Sites & cities that bear the name of Carrowmore


Today in : Ireland
First trace of activity : ca. 3,800 B.C.E
Last trace of activity : ca. 30th century B.C.E
Recorded names : An Cheathrú Mhór

Description : Carrowmore (Irish: An Cheathrú Mhór, 'the great quarter') is a large group of megalithic monuments on the Cúil Irra peninsula near Sligo, Ireland. They were built in the 4th millennium BCE, during the Neolithic era. There are thirty surviving tombs, placing Carrowmore among the largest and oldest complexes of megalithic tombs in Ireland. It is considered one of the 'big four' along with Carrowkeel, Loughcrew and Brú na Bóinne. Carrowmore is the heart of an ancient ritual landscape which is dominated by the mountain of Knocknarea to the west. It is a protected National Monument. Radiocarbon Dates Radiocarbon dates from the survey and excavation project in the 1970s, 80s and 90s by Professor Göran Bürenhult generated some controversy at the time, as Burenhult interpreted the dates to indicate that the monuments were erected and used by a hunter gatherer community. For example, a sample taken from the chamber of Carrowmore 3 (called Tomb 4 by Burenhult) was claimed to indicate a date of 5400 BC. Burenhult's theory of Mesolithic tomb builders, first presented in 1982, received critical revision in the quarter century that followed.

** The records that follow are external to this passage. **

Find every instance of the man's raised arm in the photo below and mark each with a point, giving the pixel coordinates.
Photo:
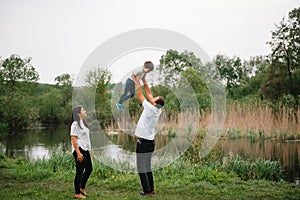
(147, 90)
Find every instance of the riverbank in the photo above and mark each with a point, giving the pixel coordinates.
(53, 179)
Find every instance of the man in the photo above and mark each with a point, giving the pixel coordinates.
(145, 131)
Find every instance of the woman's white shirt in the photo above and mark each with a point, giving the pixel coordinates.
(83, 136)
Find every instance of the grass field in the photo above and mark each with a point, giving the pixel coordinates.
(53, 179)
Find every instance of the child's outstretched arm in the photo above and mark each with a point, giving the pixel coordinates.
(134, 78)
(148, 91)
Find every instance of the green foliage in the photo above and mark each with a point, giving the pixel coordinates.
(285, 46)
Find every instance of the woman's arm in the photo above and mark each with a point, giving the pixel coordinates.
(76, 147)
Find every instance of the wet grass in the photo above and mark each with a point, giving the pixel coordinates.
(53, 179)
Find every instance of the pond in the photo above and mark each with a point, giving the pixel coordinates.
(40, 143)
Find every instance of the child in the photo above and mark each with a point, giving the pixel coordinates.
(131, 81)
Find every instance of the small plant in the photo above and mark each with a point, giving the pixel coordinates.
(257, 169)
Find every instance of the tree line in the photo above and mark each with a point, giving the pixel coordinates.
(270, 78)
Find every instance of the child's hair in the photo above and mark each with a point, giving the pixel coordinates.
(149, 65)
(75, 111)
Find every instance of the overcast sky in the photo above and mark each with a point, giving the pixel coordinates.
(59, 35)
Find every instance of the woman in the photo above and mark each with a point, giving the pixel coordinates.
(81, 145)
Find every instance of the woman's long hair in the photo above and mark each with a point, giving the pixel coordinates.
(75, 111)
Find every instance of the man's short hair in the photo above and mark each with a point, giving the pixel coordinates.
(149, 65)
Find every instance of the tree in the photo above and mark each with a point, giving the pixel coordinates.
(15, 70)
(285, 46)
(64, 84)
(16, 78)
(232, 72)
(99, 79)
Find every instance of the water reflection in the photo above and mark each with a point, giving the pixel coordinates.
(38, 144)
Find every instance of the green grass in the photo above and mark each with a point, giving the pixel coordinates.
(53, 179)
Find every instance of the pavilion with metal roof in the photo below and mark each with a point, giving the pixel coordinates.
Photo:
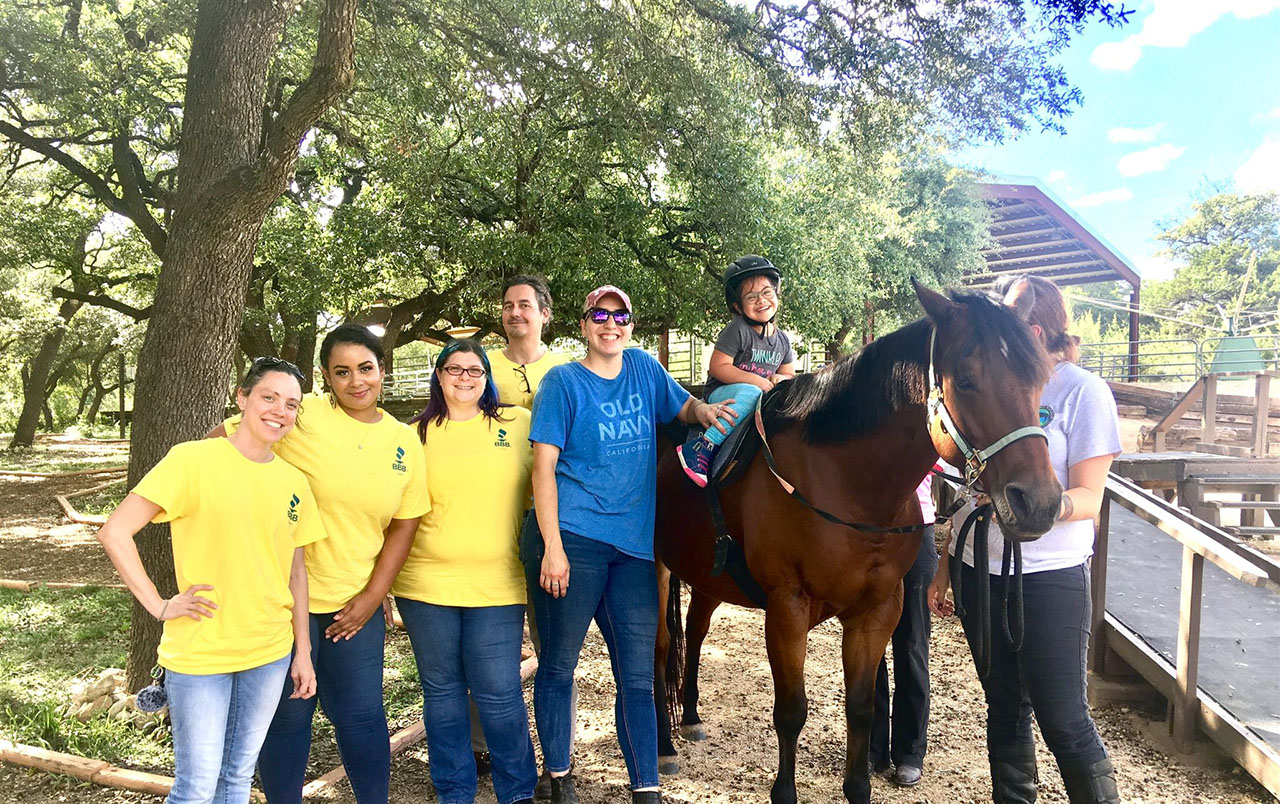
(1033, 232)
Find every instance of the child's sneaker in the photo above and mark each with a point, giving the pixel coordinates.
(695, 456)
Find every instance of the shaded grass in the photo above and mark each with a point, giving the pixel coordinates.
(63, 457)
(51, 639)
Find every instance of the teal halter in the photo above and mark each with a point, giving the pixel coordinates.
(974, 460)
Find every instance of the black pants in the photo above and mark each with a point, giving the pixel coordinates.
(1047, 676)
(909, 716)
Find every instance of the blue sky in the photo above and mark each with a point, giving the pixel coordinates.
(1183, 97)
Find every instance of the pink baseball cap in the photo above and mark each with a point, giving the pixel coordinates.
(600, 292)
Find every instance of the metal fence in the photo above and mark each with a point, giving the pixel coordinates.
(1175, 359)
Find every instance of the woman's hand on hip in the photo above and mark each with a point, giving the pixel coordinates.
(188, 604)
(554, 571)
(353, 616)
(304, 675)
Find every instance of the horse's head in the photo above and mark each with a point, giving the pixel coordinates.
(984, 385)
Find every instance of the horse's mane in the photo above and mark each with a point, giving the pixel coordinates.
(859, 392)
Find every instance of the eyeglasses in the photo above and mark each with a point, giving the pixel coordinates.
(522, 373)
(767, 295)
(275, 364)
(474, 371)
(599, 315)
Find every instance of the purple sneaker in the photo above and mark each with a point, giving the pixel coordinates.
(695, 457)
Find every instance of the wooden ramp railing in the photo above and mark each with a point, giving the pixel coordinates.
(1191, 706)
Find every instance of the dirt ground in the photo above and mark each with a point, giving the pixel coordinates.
(737, 762)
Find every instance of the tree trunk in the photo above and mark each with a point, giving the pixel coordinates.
(35, 379)
(229, 174)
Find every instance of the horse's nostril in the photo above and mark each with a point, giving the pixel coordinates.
(1019, 505)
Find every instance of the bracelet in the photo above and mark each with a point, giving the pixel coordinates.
(1066, 507)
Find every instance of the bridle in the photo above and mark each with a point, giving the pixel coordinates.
(936, 407)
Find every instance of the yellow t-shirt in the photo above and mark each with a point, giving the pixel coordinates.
(362, 475)
(512, 385)
(466, 552)
(234, 524)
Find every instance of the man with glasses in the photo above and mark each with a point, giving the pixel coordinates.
(517, 370)
(526, 310)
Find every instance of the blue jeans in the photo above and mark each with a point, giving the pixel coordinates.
(1047, 676)
(350, 688)
(618, 592)
(744, 396)
(219, 723)
(461, 648)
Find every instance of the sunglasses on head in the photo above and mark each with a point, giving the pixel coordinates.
(275, 364)
(599, 315)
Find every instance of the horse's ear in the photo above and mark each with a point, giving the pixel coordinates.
(1022, 298)
(936, 305)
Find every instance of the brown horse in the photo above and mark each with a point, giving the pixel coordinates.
(855, 439)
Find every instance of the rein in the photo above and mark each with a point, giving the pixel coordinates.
(979, 522)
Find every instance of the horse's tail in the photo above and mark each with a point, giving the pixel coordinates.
(675, 651)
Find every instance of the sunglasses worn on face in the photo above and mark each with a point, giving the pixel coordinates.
(599, 315)
(767, 295)
(275, 364)
(474, 371)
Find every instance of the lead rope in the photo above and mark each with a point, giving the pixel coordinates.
(1014, 626)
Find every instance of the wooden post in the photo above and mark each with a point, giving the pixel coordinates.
(119, 366)
(1134, 300)
(1098, 588)
(1261, 412)
(1208, 430)
(1185, 700)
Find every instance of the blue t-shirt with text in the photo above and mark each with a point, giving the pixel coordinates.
(607, 433)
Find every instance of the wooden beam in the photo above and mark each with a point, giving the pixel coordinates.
(1261, 407)
(1208, 416)
(1185, 700)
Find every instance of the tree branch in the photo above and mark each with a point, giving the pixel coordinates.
(154, 234)
(137, 314)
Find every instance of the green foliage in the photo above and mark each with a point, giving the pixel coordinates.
(50, 639)
(1216, 245)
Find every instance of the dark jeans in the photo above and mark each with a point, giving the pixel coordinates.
(1047, 676)
(618, 592)
(457, 649)
(350, 688)
(909, 721)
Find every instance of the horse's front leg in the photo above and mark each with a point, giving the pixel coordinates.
(864, 638)
(786, 634)
(700, 610)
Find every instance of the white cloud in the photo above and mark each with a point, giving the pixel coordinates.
(1148, 160)
(1261, 170)
(1106, 196)
(1155, 266)
(1134, 135)
(1171, 23)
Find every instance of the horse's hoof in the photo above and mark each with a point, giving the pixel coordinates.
(694, 732)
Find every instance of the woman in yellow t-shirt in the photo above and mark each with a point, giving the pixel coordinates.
(368, 475)
(240, 519)
(462, 589)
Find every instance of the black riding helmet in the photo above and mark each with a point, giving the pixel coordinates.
(745, 268)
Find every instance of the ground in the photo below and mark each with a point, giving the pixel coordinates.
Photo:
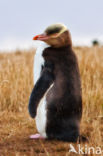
(16, 82)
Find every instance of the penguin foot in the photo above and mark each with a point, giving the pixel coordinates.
(36, 136)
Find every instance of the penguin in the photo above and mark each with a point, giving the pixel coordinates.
(56, 99)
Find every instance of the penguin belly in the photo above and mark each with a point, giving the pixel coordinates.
(41, 117)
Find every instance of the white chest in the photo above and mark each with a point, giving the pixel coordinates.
(41, 110)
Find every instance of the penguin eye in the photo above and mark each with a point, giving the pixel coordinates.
(42, 67)
(53, 31)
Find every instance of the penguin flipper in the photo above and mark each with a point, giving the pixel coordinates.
(41, 86)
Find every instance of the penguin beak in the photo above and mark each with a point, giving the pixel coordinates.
(41, 37)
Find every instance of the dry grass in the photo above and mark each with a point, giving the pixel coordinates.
(16, 82)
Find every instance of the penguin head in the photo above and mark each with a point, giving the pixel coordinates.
(55, 35)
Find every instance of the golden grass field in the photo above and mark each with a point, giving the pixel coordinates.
(16, 83)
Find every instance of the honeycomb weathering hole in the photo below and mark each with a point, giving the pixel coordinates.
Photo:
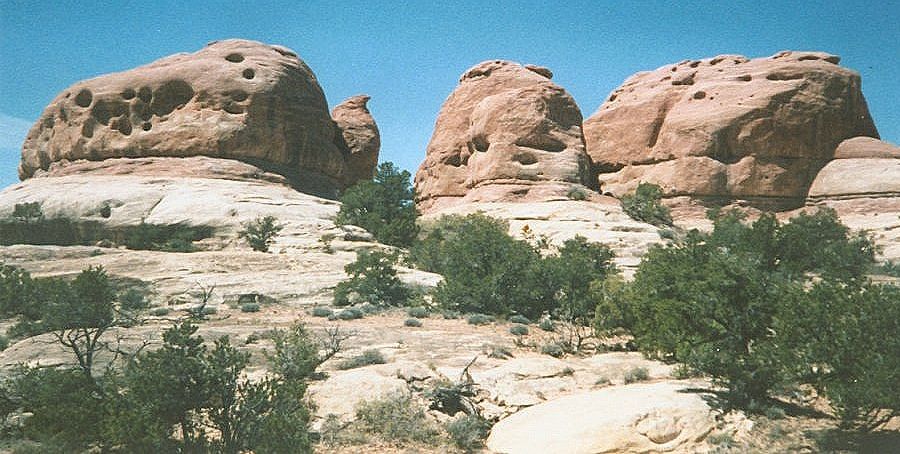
(170, 96)
(84, 98)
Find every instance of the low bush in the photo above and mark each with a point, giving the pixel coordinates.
(350, 313)
(520, 319)
(553, 349)
(484, 268)
(373, 279)
(322, 311)
(367, 358)
(160, 311)
(518, 330)
(479, 319)
(165, 237)
(260, 233)
(417, 312)
(383, 206)
(547, 325)
(644, 205)
(397, 419)
(576, 193)
(468, 432)
(250, 307)
(636, 374)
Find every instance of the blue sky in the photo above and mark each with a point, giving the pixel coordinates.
(408, 55)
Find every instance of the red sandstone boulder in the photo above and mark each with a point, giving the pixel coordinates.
(728, 128)
(233, 99)
(507, 133)
(360, 136)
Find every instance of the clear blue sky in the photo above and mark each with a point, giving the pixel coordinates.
(409, 55)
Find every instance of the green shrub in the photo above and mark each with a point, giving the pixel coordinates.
(250, 307)
(636, 374)
(396, 418)
(843, 340)
(165, 237)
(547, 325)
(711, 300)
(520, 319)
(479, 319)
(367, 358)
(383, 206)
(373, 279)
(160, 311)
(644, 205)
(417, 312)
(484, 268)
(518, 330)
(553, 349)
(576, 193)
(351, 313)
(468, 432)
(28, 212)
(322, 311)
(260, 233)
(571, 273)
(887, 268)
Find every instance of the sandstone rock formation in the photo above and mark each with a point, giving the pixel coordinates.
(863, 167)
(360, 136)
(728, 128)
(506, 133)
(862, 184)
(232, 99)
(657, 417)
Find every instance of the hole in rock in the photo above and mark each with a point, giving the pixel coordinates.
(480, 143)
(525, 158)
(145, 94)
(233, 108)
(103, 111)
(239, 95)
(87, 129)
(84, 98)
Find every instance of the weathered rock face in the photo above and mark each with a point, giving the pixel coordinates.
(657, 417)
(863, 167)
(360, 136)
(506, 133)
(728, 128)
(233, 99)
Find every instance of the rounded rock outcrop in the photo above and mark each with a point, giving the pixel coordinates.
(863, 168)
(233, 99)
(359, 134)
(507, 132)
(728, 128)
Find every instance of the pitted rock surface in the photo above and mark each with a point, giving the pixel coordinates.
(233, 99)
(507, 133)
(728, 128)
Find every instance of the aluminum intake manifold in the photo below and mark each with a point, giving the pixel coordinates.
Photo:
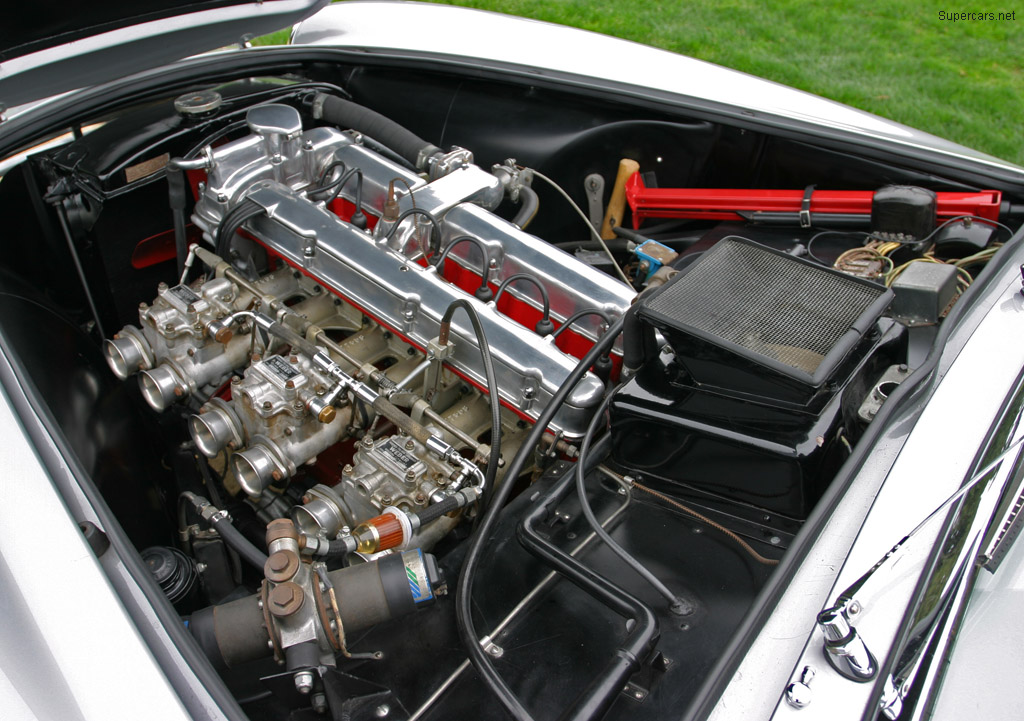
(385, 277)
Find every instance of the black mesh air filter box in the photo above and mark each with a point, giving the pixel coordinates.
(752, 321)
(771, 356)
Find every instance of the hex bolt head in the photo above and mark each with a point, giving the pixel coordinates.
(285, 599)
(281, 566)
(304, 681)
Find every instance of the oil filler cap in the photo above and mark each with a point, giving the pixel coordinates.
(202, 103)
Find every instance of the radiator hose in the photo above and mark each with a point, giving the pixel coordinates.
(346, 114)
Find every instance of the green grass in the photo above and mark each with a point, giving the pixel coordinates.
(963, 81)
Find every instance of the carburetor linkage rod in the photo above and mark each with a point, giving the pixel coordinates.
(435, 444)
(222, 267)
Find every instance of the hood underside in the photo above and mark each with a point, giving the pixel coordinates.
(53, 51)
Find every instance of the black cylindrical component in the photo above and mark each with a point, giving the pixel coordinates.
(302, 655)
(368, 594)
(639, 343)
(602, 368)
(346, 114)
(173, 570)
(436, 510)
(903, 210)
(464, 606)
(231, 633)
(231, 222)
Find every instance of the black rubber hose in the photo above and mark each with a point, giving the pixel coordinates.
(528, 204)
(232, 222)
(231, 536)
(579, 314)
(491, 474)
(677, 605)
(483, 293)
(435, 228)
(639, 343)
(594, 702)
(345, 114)
(435, 511)
(176, 199)
(464, 606)
(544, 326)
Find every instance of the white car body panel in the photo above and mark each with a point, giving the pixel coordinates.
(68, 648)
(932, 465)
(489, 37)
(989, 650)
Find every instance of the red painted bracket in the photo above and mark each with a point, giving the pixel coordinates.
(727, 204)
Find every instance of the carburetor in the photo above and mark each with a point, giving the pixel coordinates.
(173, 352)
(279, 414)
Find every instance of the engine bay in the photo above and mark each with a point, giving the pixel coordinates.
(404, 429)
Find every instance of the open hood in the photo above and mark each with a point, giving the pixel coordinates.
(52, 50)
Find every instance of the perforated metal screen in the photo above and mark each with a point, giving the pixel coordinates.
(769, 303)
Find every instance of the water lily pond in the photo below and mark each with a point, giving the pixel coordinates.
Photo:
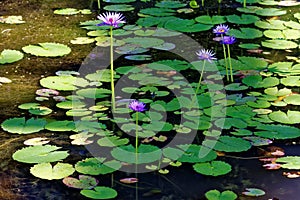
(149, 99)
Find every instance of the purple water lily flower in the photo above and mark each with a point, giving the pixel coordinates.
(205, 54)
(111, 19)
(221, 29)
(228, 40)
(137, 106)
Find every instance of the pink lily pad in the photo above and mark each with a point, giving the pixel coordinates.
(84, 182)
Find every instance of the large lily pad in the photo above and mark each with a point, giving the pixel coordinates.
(46, 171)
(214, 168)
(21, 126)
(96, 166)
(100, 192)
(40, 154)
(10, 56)
(47, 49)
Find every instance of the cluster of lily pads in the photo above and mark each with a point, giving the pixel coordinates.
(260, 105)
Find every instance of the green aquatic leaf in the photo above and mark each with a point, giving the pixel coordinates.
(10, 56)
(146, 154)
(270, 12)
(273, 131)
(21, 126)
(217, 195)
(46, 171)
(119, 8)
(243, 19)
(214, 168)
(206, 19)
(228, 144)
(291, 117)
(100, 192)
(256, 81)
(290, 162)
(40, 154)
(83, 182)
(246, 33)
(47, 49)
(97, 166)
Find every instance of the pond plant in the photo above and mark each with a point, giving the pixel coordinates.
(113, 20)
(257, 107)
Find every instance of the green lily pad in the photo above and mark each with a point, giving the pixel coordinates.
(256, 81)
(40, 154)
(47, 49)
(254, 192)
(271, 24)
(243, 19)
(146, 154)
(112, 141)
(215, 19)
(217, 195)
(214, 168)
(100, 192)
(291, 117)
(21, 126)
(228, 144)
(96, 166)
(83, 182)
(246, 33)
(46, 171)
(270, 12)
(10, 56)
(119, 7)
(293, 99)
(279, 44)
(290, 162)
(273, 131)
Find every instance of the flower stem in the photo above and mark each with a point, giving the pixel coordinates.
(225, 59)
(112, 71)
(230, 65)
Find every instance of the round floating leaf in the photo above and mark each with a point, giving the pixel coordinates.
(119, 7)
(96, 166)
(47, 49)
(82, 40)
(21, 126)
(215, 19)
(40, 154)
(64, 83)
(159, 12)
(243, 19)
(100, 192)
(228, 144)
(46, 171)
(146, 154)
(60, 126)
(84, 182)
(273, 131)
(270, 12)
(290, 162)
(291, 117)
(10, 56)
(112, 141)
(293, 99)
(246, 33)
(256, 81)
(214, 168)
(254, 192)
(279, 44)
(216, 195)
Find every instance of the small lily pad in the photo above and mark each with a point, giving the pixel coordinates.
(47, 49)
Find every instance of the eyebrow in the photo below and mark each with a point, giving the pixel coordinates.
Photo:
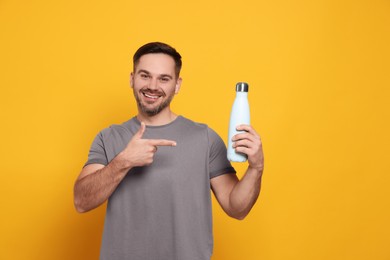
(161, 76)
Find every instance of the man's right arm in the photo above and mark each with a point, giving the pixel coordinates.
(97, 182)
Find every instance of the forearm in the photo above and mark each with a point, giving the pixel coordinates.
(245, 193)
(94, 189)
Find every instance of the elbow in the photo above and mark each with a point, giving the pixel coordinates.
(79, 208)
(79, 205)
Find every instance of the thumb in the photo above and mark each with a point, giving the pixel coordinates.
(141, 131)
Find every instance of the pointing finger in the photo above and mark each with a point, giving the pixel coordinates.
(162, 142)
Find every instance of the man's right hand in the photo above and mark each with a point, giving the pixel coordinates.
(140, 152)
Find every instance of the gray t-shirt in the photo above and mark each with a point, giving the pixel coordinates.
(162, 211)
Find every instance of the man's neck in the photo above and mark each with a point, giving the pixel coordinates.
(162, 118)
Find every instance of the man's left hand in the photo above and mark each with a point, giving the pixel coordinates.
(249, 143)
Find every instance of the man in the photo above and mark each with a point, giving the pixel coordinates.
(156, 171)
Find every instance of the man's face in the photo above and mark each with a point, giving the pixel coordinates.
(154, 83)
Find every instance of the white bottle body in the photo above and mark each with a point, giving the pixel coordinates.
(239, 115)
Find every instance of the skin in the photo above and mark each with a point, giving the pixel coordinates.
(154, 83)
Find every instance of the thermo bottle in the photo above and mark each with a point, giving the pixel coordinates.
(239, 115)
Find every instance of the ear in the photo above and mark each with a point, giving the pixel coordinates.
(178, 85)
(131, 80)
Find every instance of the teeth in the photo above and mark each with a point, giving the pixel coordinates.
(149, 96)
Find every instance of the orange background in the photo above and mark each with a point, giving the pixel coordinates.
(319, 93)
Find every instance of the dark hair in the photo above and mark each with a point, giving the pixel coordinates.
(158, 47)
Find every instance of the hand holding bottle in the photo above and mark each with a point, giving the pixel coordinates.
(249, 143)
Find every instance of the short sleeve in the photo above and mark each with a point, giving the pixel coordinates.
(218, 162)
(97, 153)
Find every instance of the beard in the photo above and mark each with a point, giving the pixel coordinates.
(155, 110)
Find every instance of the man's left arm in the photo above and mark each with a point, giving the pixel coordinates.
(237, 197)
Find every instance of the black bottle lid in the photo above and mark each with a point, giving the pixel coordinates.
(242, 87)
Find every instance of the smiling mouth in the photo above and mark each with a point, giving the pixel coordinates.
(151, 95)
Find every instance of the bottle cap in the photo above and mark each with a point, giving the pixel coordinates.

A source critical review and 25 new radiocarbon dates demonstrated that the Carrowmore monuments are shown to have spanned the era circa 3750 BC to circa 3000 BC. This data set is supported by palaeo-environmental studies in adjacent lakes conducted by Stolze, O'Connell, Ghilardi and others, showing farming activity coincident with or preceding monument use.